At UPRM (and all other Universities) a big problem is retaining the students from year to year. That is, many first-year students never return for the second year, and so on. Some years ago our Chancellor put together a group of professors and asked us to find ways to improve the situation. Among other things we tried to see whether it was possible to identify those students that were at a high risk of not returning for the second year and those at risk for not graduating. We asked the Registrars office for some data and received the data set upr (now part of RESMA3.RData). Let’s see what is in there:
dim(upr)
## [1] 23666 16
so the data set has 23666 records and 16 variables. Those are
colnames(upr)
## [1] "ID.Code" "Year" "Gender" "Program.Code"
## [5] "Highschool.GPA" "Aptitud.Verbal" "Aptitud.Matem" "Aprov.Ingles"
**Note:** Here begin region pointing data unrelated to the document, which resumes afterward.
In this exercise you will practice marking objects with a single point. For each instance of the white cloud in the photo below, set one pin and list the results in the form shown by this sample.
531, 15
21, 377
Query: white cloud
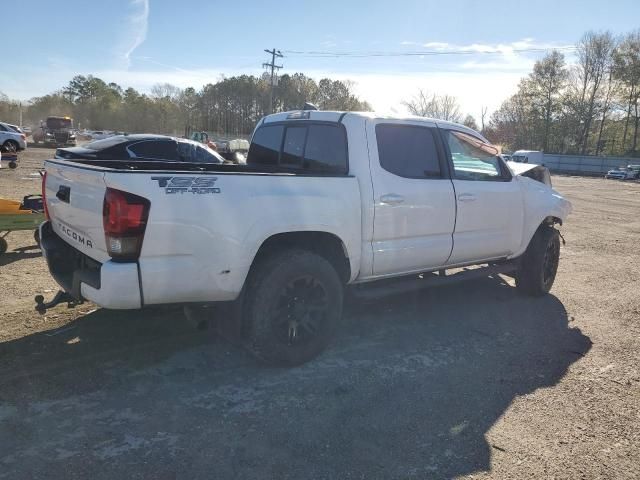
473, 89
137, 24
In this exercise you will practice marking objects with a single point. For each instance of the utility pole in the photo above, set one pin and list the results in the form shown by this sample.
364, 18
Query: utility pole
274, 53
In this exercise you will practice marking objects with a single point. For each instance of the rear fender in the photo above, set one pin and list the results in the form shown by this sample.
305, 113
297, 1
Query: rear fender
540, 203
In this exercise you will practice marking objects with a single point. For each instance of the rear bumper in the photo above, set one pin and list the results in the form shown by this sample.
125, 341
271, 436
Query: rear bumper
109, 285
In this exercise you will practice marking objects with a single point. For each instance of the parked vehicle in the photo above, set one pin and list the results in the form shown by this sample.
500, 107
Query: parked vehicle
55, 131
142, 147
326, 200
203, 137
635, 169
623, 173
234, 150
11, 139
528, 156
99, 134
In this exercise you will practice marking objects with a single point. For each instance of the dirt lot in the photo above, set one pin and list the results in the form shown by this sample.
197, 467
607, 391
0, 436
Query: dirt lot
470, 381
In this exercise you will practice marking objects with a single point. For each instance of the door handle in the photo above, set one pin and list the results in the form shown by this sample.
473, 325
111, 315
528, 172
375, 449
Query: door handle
466, 197
392, 199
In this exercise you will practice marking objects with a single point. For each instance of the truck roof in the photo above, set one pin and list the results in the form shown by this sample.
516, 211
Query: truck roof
336, 116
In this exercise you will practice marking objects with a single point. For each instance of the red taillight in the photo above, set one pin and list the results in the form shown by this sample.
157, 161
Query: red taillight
124, 216
44, 195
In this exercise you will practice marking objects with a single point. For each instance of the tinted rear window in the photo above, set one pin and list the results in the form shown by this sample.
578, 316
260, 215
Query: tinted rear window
293, 147
154, 149
312, 148
408, 151
265, 146
326, 149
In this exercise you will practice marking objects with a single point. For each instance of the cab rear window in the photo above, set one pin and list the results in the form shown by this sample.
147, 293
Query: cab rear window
309, 148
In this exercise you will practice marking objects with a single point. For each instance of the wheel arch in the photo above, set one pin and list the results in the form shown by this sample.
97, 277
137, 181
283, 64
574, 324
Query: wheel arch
327, 245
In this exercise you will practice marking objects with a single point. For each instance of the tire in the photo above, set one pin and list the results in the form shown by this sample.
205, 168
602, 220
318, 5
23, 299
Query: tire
539, 264
11, 146
292, 307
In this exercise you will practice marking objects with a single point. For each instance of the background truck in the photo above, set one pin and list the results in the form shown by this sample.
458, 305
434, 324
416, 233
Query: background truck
55, 132
326, 201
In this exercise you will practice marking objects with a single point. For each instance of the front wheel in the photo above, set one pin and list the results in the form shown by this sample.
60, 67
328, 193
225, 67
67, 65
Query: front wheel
539, 264
293, 306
## [9] "Aprov.Matem" "Aprov.Espanol" "IGS" "Freshmen.GPA"
## [13] "Graduated" "Year.Grad." "Grad..GPA" "Class.Facultad"
So, how could this data be used to tell us something about students at risk? Here are some ideas:
ggplot(data=upr, aes(Highschool.GPA, Freshmen.GPA)) +
geom_point() +
geom_smooth(method = "lm", se=FALSE)
It appears there is a positive correlation between these two. Of course we can find the least squares regression:
summary(lm(Freshmen.GPA~Highschool.GPA, data=upr))
##
## Call:
## lm(formula = Freshmen.GPA ~ Highschool.GPA, data = upr)
##
## Residuals:
## Min 1Q Median 3Q Max
## -3.0675 -0.3826 0.0864 0.4985 2.1763
##
## Coefficients:
## Estimate Std. Error t value Pr(>|t|)
## (Intercept) -0.85869 0.04897 -17.54 <2e-16
## Highschool.GPA 0.98155 0.01332 73.67 <2e-16
##
## Residual standard error: 0.7022 on 23449 degrees of freedom
## (215 observations deleted due to missingness)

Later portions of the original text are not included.